Since I am quite possibly the laziest person in the world, I've opted to use the "Giving Tree" method of gift dispersal. If you are unfamiliar with the Giving Tree, it is essentially a Christmas tree decorated with tags instead of ornaments, and you can find them in any mall, fire station, church, Salvation Army, and a multitude of other places. Each tag has information about a specific gift that a specific needy child would like to have, specifying the age and sex of the child, along with whatever will make them happy come Christmas morning. All one has to do is grab a tag off the tree, buy the gift, and take both the tag and the gift to a drop off location where volunteers will wrap it and make sure it gets to the proper home come Christmas. In the case of malls where the tree is located, you can simply drop the tag and gift off at the Gift Wrapping Center in the mall. This is the easiest Christmas shopping you will ever do. Also, if you are concerned with such things, the drop off point can give you a receipt for deducting these gifts from your taxes.

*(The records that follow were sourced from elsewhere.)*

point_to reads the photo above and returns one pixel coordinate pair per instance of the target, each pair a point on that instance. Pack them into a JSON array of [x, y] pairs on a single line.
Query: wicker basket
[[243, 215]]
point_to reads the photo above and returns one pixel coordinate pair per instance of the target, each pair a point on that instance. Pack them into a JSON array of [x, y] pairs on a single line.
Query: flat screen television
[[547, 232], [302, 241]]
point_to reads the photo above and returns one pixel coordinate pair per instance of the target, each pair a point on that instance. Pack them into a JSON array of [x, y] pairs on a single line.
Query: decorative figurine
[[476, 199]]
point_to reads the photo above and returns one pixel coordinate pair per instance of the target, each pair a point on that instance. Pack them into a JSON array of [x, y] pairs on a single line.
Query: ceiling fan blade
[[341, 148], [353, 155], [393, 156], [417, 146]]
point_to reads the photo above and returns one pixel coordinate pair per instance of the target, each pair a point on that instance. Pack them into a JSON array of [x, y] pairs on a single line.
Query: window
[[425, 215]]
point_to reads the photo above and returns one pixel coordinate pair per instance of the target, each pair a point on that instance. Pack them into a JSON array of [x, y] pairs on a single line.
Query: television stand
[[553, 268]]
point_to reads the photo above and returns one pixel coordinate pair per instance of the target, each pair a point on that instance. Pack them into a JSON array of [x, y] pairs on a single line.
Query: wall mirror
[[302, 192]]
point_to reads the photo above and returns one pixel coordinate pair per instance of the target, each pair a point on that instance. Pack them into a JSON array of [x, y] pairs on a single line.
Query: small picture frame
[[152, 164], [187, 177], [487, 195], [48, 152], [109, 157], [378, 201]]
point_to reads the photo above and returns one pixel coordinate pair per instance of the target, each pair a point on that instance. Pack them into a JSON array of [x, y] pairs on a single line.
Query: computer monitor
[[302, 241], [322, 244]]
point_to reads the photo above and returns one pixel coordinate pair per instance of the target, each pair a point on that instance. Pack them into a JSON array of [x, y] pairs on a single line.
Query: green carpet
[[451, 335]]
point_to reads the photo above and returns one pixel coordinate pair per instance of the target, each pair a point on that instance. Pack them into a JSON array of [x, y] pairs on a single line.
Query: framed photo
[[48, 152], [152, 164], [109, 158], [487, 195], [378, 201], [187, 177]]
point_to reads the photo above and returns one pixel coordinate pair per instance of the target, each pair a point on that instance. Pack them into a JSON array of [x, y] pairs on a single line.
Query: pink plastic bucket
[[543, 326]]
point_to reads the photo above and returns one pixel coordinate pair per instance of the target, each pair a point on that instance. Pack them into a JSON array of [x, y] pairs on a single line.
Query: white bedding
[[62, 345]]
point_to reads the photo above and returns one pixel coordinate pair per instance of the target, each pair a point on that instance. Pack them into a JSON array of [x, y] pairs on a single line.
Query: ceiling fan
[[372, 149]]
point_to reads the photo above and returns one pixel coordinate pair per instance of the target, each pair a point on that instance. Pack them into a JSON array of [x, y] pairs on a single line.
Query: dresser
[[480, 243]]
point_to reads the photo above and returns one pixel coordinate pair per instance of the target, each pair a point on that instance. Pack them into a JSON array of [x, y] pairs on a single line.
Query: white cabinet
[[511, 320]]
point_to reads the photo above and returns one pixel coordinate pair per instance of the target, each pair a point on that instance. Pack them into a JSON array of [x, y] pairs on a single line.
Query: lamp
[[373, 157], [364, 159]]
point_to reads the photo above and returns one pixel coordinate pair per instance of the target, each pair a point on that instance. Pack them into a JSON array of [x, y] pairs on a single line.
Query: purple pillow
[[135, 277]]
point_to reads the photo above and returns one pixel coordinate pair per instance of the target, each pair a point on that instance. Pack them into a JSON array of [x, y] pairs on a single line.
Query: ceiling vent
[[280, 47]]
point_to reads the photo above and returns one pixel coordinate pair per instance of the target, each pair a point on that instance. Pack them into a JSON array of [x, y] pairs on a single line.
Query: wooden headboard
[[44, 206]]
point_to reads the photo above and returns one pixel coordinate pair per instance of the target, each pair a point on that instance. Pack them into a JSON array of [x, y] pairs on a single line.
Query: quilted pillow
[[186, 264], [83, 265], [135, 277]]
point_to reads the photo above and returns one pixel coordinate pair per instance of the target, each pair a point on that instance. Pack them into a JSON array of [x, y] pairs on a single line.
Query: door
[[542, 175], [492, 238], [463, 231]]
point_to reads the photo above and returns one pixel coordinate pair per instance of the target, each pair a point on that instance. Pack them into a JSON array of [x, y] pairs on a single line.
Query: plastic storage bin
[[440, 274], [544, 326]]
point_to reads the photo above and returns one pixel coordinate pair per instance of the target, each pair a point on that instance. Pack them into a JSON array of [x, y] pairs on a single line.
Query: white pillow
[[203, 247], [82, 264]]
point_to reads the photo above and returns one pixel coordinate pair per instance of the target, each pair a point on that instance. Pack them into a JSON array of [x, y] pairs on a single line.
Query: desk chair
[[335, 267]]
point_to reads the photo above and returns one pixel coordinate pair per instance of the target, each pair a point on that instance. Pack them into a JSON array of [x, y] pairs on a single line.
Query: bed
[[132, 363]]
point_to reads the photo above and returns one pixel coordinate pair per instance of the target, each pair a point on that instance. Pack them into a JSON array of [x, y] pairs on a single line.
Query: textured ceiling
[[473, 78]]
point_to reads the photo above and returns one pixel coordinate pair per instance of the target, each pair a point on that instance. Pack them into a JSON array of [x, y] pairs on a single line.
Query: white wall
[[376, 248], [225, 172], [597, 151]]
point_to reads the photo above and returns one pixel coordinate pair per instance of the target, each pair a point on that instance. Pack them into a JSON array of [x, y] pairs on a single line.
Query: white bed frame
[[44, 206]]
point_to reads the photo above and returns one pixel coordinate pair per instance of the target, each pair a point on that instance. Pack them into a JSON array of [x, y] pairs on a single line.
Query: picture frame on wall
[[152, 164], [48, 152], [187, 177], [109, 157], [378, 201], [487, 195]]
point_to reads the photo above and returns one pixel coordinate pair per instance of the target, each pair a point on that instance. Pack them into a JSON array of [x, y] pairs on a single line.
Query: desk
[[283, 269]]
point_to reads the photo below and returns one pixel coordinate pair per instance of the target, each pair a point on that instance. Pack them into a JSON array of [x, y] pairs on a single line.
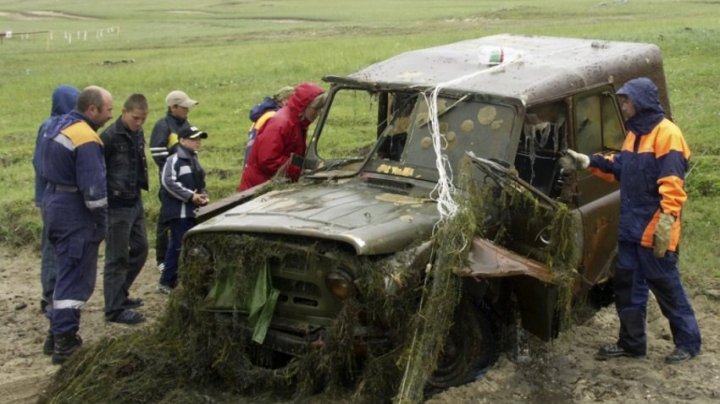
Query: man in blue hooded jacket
[[64, 98], [651, 170], [75, 210]]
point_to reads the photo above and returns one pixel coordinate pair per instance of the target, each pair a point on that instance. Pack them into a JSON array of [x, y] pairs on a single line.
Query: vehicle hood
[[371, 219]]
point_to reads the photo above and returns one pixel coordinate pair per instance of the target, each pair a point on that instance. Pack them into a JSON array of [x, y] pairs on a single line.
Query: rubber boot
[[65, 345], [49, 344]]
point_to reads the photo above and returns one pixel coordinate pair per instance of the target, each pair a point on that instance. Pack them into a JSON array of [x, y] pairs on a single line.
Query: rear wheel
[[469, 348]]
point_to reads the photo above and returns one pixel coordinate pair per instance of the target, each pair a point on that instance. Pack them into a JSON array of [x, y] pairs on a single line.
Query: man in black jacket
[[126, 246], [163, 142]]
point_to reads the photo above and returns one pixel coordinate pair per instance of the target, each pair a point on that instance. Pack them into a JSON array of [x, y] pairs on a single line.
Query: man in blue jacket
[[75, 210], [64, 98]]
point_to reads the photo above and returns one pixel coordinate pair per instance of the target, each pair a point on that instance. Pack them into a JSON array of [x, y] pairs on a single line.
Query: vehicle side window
[[613, 131], [597, 124], [351, 127], [542, 140], [588, 124]]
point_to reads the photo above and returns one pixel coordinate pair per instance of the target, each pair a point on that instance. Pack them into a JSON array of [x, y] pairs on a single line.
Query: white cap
[[178, 97]]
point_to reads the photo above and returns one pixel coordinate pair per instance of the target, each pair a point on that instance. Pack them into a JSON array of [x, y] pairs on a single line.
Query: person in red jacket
[[282, 137]]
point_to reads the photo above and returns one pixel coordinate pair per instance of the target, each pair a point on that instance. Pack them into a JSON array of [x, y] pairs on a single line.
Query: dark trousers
[[638, 271], [48, 264], [75, 239], [178, 228], [162, 237], [126, 249]]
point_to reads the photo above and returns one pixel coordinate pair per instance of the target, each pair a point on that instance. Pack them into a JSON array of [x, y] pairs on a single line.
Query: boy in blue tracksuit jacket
[[183, 190]]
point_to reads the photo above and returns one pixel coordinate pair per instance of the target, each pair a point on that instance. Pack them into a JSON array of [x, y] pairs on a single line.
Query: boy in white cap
[[183, 190], [163, 142]]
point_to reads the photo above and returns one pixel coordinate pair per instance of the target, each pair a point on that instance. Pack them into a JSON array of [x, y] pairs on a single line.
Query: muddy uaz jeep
[[348, 254]]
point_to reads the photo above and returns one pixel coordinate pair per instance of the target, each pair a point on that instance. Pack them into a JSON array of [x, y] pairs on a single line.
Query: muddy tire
[[470, 347]]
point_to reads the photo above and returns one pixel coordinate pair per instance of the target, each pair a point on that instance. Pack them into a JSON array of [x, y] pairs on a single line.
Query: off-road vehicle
[[286, 259]]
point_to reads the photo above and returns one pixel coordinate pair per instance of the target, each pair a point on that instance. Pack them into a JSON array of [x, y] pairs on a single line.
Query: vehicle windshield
[[392, 133]]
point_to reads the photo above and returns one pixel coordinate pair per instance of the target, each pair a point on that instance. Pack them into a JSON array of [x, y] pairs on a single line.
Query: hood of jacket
[[303, 95], [268, 104], [63, 100], [642, 92]]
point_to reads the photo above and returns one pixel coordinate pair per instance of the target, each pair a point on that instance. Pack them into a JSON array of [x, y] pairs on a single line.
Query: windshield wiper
[[501, 173]]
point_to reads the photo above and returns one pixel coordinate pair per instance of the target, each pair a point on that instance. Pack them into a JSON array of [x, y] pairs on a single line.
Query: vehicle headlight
[[340, 284], [199, 256]]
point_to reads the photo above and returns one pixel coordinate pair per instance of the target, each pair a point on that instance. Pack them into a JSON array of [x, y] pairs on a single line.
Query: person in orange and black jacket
[[651, 170], [283, 137]]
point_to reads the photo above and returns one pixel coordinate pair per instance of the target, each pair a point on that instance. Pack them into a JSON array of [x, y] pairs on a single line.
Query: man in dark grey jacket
[[126, 246]]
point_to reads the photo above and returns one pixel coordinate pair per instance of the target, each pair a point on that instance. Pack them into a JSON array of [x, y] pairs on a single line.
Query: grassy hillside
[[228, 55]]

I would like to encourage each and every person to go find a Giving Tree, and at the very least read some of the tags. What I always find striking is just how realistic these children are in what they ask for. I'm sure having crappy Christmases in the past have helped this realism, but it is still refreshing to see kids wanting things that aren't ponies, xboxes, cars etc. There is a tag for every budget; most items aren't expensive at all, they're things like a CD or a sweater, which you can go above and beyond by getting 2 sweaters, or a gift card for multiple CDs. Even the most budget-strapped Christmas shopper can afford to take at least one name off the tree, maybe two if they buy dad the imitation leather wallet instead of the leather one they buy him every year. When you explain to your friends and family that you've spent most of your Christmas money on needy children instead of them, they will be so amazed by what a great human being you are that they won't mind a bit. Maybe some of them might do the same thing next year...
This year, why don't you make your time spent shopping among the selfish assholes worthwhile by helping to provide a nice Christmas to some people who might not have one. It will make you feel good, it will make them feel good, and it will make (Jesus/Santa/Jewey McJewerston/Kwanzaa Karl) feel good too.